Darağacına götürülürken, asılacak ağaca niyaz oluyor ve “Darağacı bizim için Hakkın Miracıdır” demektedir. Tıpkı bin yıl sonra Sey Rıza’nın yaptığı gibi. Hakikate ve özgür yaşama aşk düzeyinde bağlıdır. Biliyoruz ki; hakikat arayışı içinde olan, yeniyi var eden filozoflar, önderler, peygamberler, bilim insanları, öncüler, veliler, rayberler aynı zamanda büyük inanç sahipleridir, kültürel direniş hattını canlı tutmuş değerlerdir. İnançtan yoksun hakikat ve özgürlük arayışı olur mu? İnanmayan, inandıramaz.
Mansur ê Hallaç’ın “eğer yol hedefe götürmeyecekse o yolda yürümenin anlamı ne?” diyerek o günden bu güne yolumuzu arsıza, hırsıza, nursuza düşürenlere seslenmiştir.

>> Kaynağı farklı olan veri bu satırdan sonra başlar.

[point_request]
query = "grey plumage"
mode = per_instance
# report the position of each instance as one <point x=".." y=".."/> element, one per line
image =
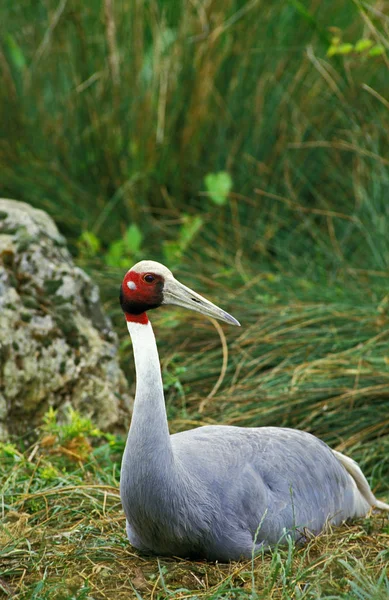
<point x="218" y="491"/>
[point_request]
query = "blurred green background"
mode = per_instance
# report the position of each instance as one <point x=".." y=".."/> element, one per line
<point x="245" y="145"/>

Yöntem belirlenirken hedefe ulaşma kaygısı esas alınmalıdır demektedir.
Mansur ê Hallac’ın şahsında, o günden bugüne hakikat ve özgürlük arayışında darağacını Hakkın Miracı olarak gören Serdar olan canların anılarının önünde dardayız. MANSUR Darımız, Xizir kılavuzumuzdur.